The European Medicines Agency (EMA) will not be publishing a definitive policy on the disclosure of clinical-trial data for newly licensed medicines until at least next March, the agency has confirmed.

The original aim was to finalise the disclosure policy before the end of this year, in time for the planned implementation on 1 January 2014. 

Last month, though, the EMA announced that it might have to push back these dates, citing the volume and level of detail in comments received during its public consultation on the proposals.

The Agency now says it will continue working with stakeholders, including industry, academia and civil societies, “to further clarify and fine-tune the proposed rules to achieve the broadest possible consensus”.

This process will be guided by a set of key principles agreed with the EMA’s Management Board on 12 December 2013.

Management Board meeting

The policy on publication of, and access to, clinical-trial data, as well as an implementation plan for the new procedures, will be discussed at the EMA Management Board meeting in March 2014, the agency added.

The three-month consultation on the draft policy, which includes a tiered system of access to clinical study reports and raw trial data for products approved centrally in the European Union, concluded at the end of September.

More than 150 individuals and organisations submitted over 1,000 comments during the consultation period. 

Key principles

The key principles agreed by the EMA include a “stepwise approach” to implementation.

The first step, the agency explained, would be to prepare for the publication of Clinical Study Reports, with redactions where appropriate; develop a methodology for de-identifying patients who have taken part in the relevant clinical trials; and define a standard format for data submission.

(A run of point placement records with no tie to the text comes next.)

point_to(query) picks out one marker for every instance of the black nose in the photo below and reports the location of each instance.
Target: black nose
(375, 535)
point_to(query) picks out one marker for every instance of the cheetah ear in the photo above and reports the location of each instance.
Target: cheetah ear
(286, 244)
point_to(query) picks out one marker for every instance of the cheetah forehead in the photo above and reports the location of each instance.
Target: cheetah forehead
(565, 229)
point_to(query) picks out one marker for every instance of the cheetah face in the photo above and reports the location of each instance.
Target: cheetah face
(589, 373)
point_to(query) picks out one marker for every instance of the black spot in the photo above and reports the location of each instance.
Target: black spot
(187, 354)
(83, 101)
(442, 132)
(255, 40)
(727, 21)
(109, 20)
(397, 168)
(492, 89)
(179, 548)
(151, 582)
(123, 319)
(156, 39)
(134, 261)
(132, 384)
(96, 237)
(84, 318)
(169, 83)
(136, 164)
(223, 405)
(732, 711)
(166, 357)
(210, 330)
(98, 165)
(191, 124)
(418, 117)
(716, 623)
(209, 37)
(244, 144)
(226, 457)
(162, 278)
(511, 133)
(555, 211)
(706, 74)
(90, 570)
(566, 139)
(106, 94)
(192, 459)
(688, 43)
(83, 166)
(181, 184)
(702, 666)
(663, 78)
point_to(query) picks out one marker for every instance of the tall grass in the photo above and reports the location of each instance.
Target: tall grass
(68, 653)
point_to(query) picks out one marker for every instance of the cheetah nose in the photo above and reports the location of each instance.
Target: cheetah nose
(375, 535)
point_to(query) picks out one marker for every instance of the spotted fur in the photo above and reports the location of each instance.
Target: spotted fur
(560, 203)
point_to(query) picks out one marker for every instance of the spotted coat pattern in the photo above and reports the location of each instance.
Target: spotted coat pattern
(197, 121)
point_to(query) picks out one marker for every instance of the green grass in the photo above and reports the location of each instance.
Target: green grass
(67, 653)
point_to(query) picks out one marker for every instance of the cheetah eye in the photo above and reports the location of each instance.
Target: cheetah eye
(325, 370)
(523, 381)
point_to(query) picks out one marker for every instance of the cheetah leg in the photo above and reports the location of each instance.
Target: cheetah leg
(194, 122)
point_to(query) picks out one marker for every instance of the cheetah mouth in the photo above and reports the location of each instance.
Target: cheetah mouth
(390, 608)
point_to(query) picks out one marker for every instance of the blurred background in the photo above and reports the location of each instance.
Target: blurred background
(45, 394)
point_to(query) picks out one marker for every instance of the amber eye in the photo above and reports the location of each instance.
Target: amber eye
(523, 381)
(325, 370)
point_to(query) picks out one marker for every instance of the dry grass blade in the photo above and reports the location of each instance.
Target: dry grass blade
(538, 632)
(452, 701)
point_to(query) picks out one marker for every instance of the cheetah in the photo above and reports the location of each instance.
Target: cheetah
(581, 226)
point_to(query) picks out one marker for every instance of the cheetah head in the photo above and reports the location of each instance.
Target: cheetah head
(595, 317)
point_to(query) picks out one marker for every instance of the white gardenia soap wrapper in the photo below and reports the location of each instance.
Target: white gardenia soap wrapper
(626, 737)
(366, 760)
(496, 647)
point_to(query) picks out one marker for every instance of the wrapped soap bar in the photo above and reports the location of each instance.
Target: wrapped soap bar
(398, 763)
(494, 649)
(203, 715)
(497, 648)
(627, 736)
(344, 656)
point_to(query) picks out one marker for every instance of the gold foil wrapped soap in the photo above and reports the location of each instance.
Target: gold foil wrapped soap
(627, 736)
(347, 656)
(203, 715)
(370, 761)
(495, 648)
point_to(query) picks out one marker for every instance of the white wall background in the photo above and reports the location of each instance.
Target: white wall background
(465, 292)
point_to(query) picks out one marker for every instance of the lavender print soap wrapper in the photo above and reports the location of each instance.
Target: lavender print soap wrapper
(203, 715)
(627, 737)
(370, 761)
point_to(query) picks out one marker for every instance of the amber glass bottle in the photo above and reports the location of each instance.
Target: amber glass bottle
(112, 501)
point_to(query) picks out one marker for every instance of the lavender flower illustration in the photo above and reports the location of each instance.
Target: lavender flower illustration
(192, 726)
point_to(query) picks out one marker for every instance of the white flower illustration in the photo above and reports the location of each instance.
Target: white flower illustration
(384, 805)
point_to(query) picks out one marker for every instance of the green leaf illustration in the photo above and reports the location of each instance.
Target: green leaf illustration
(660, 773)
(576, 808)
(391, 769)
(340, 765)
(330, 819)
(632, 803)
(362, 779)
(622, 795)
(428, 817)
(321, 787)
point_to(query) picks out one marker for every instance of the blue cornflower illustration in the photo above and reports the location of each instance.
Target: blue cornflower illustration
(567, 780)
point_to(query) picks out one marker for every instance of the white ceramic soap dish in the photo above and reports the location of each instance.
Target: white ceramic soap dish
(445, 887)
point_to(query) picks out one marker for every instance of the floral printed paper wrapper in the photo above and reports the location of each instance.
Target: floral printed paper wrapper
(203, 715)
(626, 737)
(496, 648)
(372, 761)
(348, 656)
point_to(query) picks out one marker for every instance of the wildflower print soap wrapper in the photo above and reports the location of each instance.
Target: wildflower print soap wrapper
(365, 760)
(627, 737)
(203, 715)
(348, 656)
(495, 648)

The principles also foresee introducing “preliminary steps prior to data access” that would address “the risk of possible unfair commercial use of data while ensuring proactive and non-selective access (‘use control’ not ‘access control’)”.

The European Federation of Pharmaceutical Industries and Associations (EFPIA) has raised a number of objections to the draft policy, in particular relating to commercially confidential information, patient privacy, informed consent, and the need for a robust review-and-appeal system before clinical-trial data are released.

Large support

The EMA has now reviewed all of the comments received on its draft disclosure policy, and while these showed “large support” for the agency’s plans to widen access to clinical-trial data, they also highlighted a need for “further analysis and clarification of certain aspects”, it noted.

The agency said it would also continue to monitor “progress in the Court cases brought by two pharmaceutical companies against the Agency and the on-going discussions on the new European clinical-trials legislation”.

It recognised the “need for consistency in the general approach to access to documents by EU institutions and bodies”, while at the same time underlining “the specificity of documents in the possession of the EMA and the Agency’s primary duty to protect and foster public health”.

Clinical trials regulation

The European Parliament is currently negotiating with the EU Member States on a final version of the European Commission’s proposed regulation on clinical trials, which includes a number of data-transparency provisions.

Earlier this week, the AllTrials transparency campaign publicised a message from the office of MEP Glenis Willmott, who is rapporteur in Parliament’s Committee on Environment and Public Health (ENVI) for the Commission’s proposals to overhaul the clinical trial Directive, 2001/20/EC.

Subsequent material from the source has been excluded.